Sorri para ele sem me mover um centímetro de onde estava, levando a taça aos lábios. Enquanto sentia o sabor da bebida aquecer minha garganta, deixei que meu dedo forçasse o gatilho efetuando o primeiro disparo. Ver o vermelho manchar o tom caramelo de sua pele fez com que um sentimento de liberdade me invadisse, estimulando-me a uma segunda investida. E por que não?
- Por que está fazendo isso? – questionou levando a mão ao peito ferido.
- Livrando-me daquilo que tem me feito mal. – respondi disparando novamente. – Definitivamente.

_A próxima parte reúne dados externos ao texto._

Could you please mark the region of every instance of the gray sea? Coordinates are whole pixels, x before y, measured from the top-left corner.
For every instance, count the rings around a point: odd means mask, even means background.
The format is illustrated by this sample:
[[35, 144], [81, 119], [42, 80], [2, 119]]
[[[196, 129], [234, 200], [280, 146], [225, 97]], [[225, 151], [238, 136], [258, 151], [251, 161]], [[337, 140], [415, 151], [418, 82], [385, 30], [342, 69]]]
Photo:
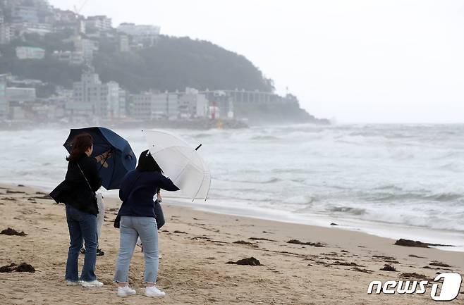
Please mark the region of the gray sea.
[[[147, 147], [140, 130], [115, 131], [136, 155]], [[464, 246], [464, 125], [171, 131], [202, 144], [213, 177], [208, 201], [183, 204]], [[51, 190], [66, 173], [68, 134], [0, 131], [0, 181]]]

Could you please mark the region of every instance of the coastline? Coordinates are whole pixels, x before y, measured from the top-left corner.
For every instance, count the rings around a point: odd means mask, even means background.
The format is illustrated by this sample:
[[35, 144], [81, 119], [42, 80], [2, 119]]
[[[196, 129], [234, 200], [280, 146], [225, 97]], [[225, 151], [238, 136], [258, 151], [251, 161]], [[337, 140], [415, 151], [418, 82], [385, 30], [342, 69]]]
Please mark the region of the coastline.
[[[24, 182], [25, 183], [23, 183]], [[0, 186], [2, 185], [16, 186], [22, 183], [44, 192], [50, 192], [54, 187], [53, 183], [44, 184], [43, 182], [39, 183], [35, 181], [14, 180], [11, 180], [10, 183], [7, 183], [5, 181], [0, 180]], [[106, 197], [110, 197], [113, 200], [118, 200], [118, 194], [117, 191], [114, 190], [104, 192], [104, 195]], [[362, 232], [378, 237], [390, 239], [393, 242], [396, 239], [404, 238], [431, 244], [452, 245], [453, 247], [433, 247], [433, 248], [443, 251], [458, 251], [463, 253], [464, 256], [464, 232], [459, 231], [417, 227], [400, 223], [374, 222], [354, 218], [331, 216], [327, 214], [303, 215], [267, 208], [250, 208], [244, 206], [242, 202], [231, 201], [230, 200], [227, 200], [227, 204], [224, 204], [224, 201], [221, 199], [208, 199], [207, 202], [205, 203], [202, 200], [192, 202], [189, 199], [170, 197], [169, 195], [165, 195], [164, 198], [173, 206], [206, 213], [226, 214], [326, 228], [336, 228], [338, 230]], [[332, 223], [335, 223], [336, 225], [331, 225]]]
[[[0, 265], [25, 261], [37, 270], [35, 273], [1, 273], [0, 296], [4, 304], [79, 304], [84, 298], [89, 304], [121, 303], [112, 284], [119, 233], [112, 220], [118, 200], [105, 198], [101, 247], [106, 255], [98, 258], [97, 267], [105, 286], [84, 290], [66, 287], [63, 280], [68, 244], [63, 206], [41, 198], [44, 195], [37, 194], [37, 189], [0, 187], [0, 213], [4, 219], [0, 229], [9, 227], [28, 234], [0, 235]], [[159, 235], [163, 258], [158, 285], [167, 296], [160, 304], [434, 304], [429, 290], [422, 295], [369, 295], [366, 291], [370, 281], [401, 280], [405, 279], [403, 273], [433, 280], [437, 272], [463, 274], [464, 270], [460, 252], [396, 246], [393, 239], [336, 226], [232, 216], [180, 206], [171, 199], [164, 201], [166, 224]], [[289, 244], [290, 239], [325, 246]], [[245, 242], [233, 243], [240, 240]], [[251, 256], [263, 266], [226, 263]], [[429, 265], [434, 261], [451, 267]], [[385, 263], [398, 272], [381, 271]], [[139, 292], [142, 271], [142, 256], [136, 249], [130, 280]], [[464, 292], [464, 288], [460, 291]], [[460, 304], [463, 298], [461, 293], [451, 304]], [[153, 301], [140, 294], [128, 299], [141, 304]]]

Era o suficiente. Descansei a arma sobre o tampo de mármore da mesa do escritório, terminando minha bebida. Fumei o cigarro tranquilamente assistindo-o agonizar a minha frente, não deveria estar sentindo aquilo, mas vê-lo naquela cena fora deveras mais prazeroso que estar com ele na cama naquela noite. Joguei o resto do cigarro no tapete persa que cobria o piso de mármore branco do apartamento imaculado, e coloquei-me de pé. Fechei o casaco e abaixei-me para olhá-lo uma última vez, toquei seus lábios com os meus sentido o gosto de seu sangue neles.
- Não se preocupe, quando me encontrarem, vou para o lugar ao qual pertenço de verdade. – levantei-me, e girei na porta para olhá-lo. Sabia que ainda podia me ouvir. – Ah, esse é meu novo cherry wine favorito.